Le Sénégal est champion d’Afrique. Au terme d’une finale irrespirable, tendue jusqu’à l’extrême, les Lions de la Teranga ont décroché la Coupe d’Afrique des Nations grâce à un but inscrit en prolongations (1–0) par Pape Gueye. Une victoire au caractère héroïque, acquise dans un contexte lourd, marqué par un arbitrage incohérent et une soirée qui a longtemps flirté avec la rupture.
Une finale qui bascule très vite dans la nervosité
Dans un stade bouillant au Maroc, pays organisateur de la compétition, la pression est montée dès les premières minutes. Engagement physique, duels appuyés, protestations répétées : cette finale n’a jamais trouvé un rythme serein. Chaque décision semblait susceptible d’embraser la rencontre.

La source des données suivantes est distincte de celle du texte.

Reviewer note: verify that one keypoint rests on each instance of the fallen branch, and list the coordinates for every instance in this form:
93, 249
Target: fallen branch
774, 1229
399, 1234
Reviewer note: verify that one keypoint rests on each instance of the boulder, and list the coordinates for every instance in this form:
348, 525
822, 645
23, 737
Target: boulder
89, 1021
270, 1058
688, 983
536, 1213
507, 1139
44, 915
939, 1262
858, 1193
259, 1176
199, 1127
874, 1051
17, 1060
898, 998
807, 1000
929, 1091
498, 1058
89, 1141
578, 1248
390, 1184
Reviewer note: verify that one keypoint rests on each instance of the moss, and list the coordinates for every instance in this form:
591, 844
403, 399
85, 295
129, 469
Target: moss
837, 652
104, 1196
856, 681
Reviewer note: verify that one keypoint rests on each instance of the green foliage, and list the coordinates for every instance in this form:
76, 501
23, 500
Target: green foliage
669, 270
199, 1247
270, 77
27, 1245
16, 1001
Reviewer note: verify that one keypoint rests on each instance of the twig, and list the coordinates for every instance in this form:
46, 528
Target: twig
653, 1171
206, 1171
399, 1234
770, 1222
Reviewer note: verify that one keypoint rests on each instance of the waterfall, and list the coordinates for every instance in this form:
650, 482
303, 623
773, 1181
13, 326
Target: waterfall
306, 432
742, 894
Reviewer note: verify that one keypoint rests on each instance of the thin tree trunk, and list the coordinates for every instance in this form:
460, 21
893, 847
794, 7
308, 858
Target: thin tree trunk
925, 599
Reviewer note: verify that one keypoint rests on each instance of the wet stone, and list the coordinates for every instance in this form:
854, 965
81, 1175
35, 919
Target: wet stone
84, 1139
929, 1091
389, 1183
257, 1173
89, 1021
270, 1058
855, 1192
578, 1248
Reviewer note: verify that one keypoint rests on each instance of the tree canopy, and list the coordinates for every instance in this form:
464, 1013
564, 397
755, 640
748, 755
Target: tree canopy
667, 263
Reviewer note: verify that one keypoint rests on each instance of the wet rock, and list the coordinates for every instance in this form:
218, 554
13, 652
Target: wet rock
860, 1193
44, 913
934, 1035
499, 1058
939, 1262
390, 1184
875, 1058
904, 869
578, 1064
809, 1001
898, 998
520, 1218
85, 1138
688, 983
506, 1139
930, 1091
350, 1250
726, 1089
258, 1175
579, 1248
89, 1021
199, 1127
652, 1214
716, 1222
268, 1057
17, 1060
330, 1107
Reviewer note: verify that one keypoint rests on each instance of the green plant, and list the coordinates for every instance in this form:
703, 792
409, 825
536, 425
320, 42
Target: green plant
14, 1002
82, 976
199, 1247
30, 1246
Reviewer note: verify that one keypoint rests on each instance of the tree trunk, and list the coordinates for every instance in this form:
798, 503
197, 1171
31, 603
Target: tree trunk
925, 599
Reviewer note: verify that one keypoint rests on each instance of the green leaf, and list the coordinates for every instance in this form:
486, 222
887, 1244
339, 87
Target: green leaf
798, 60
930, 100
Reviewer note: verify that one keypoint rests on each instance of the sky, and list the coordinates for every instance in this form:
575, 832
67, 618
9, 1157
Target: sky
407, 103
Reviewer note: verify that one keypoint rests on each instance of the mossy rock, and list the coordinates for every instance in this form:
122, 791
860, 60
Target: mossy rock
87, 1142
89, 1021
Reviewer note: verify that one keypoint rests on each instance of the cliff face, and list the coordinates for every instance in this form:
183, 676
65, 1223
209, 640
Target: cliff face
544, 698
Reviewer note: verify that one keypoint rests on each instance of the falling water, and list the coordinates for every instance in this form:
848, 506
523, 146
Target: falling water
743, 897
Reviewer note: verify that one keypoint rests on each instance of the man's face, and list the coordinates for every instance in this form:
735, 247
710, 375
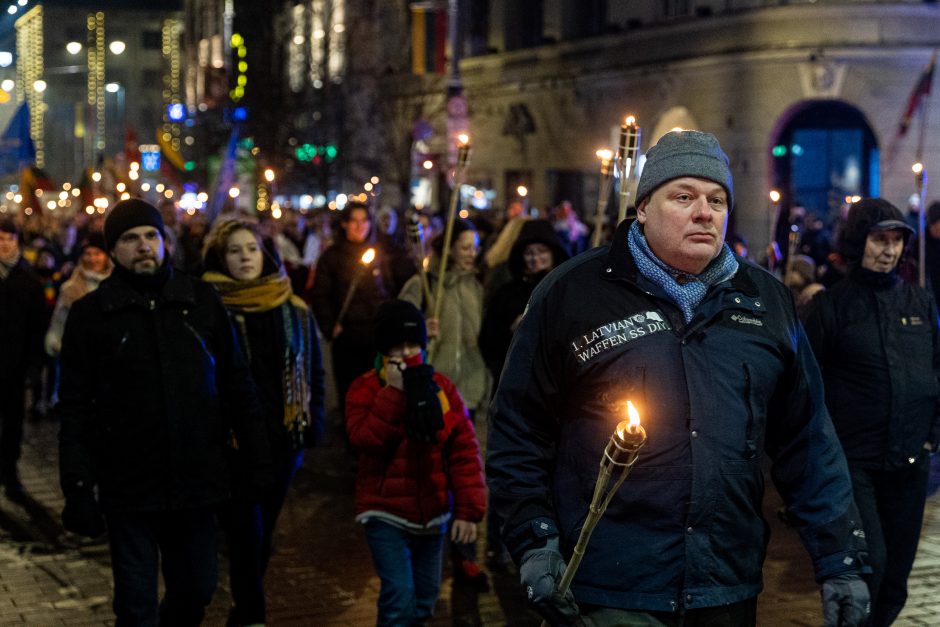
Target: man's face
139, 249
934, 229
684, 221
357, 225
537, 258
8, 244
882, 250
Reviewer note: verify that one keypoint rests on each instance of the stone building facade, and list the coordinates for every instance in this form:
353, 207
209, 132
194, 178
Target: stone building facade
837, 74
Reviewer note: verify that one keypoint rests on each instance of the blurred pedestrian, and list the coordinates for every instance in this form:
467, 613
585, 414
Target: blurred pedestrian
94, 266
419, 466
153, 391
454, 335
878, 345
536, 252
278, 337
800, 277
22, 324
352, 342
572, 233
455, 350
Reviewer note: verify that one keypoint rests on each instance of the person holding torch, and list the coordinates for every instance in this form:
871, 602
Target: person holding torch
709, 350
348, 288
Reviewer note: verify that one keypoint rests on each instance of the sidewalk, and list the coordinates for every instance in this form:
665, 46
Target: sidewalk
321, 573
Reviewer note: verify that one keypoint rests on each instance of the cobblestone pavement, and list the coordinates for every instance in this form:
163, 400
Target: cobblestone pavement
321, 573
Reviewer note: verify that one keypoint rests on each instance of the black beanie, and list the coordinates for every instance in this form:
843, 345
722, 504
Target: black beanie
397, 322
129, 214
865, 216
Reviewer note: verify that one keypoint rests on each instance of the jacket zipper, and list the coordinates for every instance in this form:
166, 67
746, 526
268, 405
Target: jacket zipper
751, 450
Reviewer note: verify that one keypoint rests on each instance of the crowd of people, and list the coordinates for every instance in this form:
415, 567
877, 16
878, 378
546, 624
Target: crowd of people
185, 363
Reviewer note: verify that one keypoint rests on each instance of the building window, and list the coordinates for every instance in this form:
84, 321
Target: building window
152, 40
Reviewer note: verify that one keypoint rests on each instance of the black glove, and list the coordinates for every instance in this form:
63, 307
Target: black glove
82, 515
540, 571
845, 601
423, 415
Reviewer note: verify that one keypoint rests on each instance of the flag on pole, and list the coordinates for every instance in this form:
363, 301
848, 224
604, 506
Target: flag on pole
428, 38
920, 93
921, 90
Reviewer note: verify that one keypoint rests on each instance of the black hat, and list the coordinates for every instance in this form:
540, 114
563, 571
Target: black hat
397, 322
868, 215
129, 214
93, 240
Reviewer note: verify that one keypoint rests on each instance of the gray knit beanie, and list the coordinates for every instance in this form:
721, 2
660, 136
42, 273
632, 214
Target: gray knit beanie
685, 153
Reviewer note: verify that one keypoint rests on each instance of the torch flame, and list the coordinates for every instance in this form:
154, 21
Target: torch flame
634, 416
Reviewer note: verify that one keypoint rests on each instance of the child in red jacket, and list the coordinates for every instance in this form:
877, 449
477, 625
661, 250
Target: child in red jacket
419, 466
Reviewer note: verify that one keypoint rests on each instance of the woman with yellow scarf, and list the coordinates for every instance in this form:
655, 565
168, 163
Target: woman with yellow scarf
277, 334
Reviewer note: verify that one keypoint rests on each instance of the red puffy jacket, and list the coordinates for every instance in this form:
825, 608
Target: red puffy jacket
404, 478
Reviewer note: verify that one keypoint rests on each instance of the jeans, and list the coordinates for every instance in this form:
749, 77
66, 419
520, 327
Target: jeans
891, 505
409, 567
742, 614
185, 543
249, 525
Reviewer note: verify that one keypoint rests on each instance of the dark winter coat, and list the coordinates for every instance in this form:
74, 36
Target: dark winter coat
715, 395
410, 480
879, 350
22, 324
153, 389
262, 338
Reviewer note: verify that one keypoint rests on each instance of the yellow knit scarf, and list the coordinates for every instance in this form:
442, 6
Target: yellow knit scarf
263, 294
254, 296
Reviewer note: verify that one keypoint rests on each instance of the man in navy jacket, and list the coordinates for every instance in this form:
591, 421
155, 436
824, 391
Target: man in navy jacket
710, 349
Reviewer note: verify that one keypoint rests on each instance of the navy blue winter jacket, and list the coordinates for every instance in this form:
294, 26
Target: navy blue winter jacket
716, 395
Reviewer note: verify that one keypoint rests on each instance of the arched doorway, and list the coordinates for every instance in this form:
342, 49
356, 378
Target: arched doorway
823, 152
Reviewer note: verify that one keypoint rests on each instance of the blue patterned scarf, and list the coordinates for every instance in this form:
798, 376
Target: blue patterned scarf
687, 295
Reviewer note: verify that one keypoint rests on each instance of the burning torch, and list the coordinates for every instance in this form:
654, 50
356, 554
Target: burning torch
365, 261
621, 452
416, 238
600, 217
463, 156
626, 158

Un arbitrage au centre de toutes les critiques
Rapidement, l’arbitre principal s’est retrouvé au cœur du jeu, non par autorité maîtrisée, mais par une série de décisions jugées incohérentes.
Des fautes similaires sifflées d’un côté et ignorées de l’autre.Une gestion confuse des cartons.Des interruptions répétées qui ont cassé le tempo.
Résultat : un arbitrage à géométrie variable qui a nourri frustration, colère et incompréhension, aussi bien chez les joueurs que sur les bancs techniques.
Dans une finale de Coupe d’Afrique des Nations, où chaque détail peut décider d’un titre, cette inconstance a lourdement pesé sur le déroulement du match.
Le Maroc, hôte sous le feu des interrogations
Cette polémique arbitrale s’inscrit dans un climat plus large. Depuis le début du tournoi, le Maroc, pays hôte, évolue dans un certain flou en matière de transparence organisationnelle. Sans accusation directe, cette finale n’a fait qu’accentuer les doutes et alimenter les débats sur l’équité et la sérénité de la compétition.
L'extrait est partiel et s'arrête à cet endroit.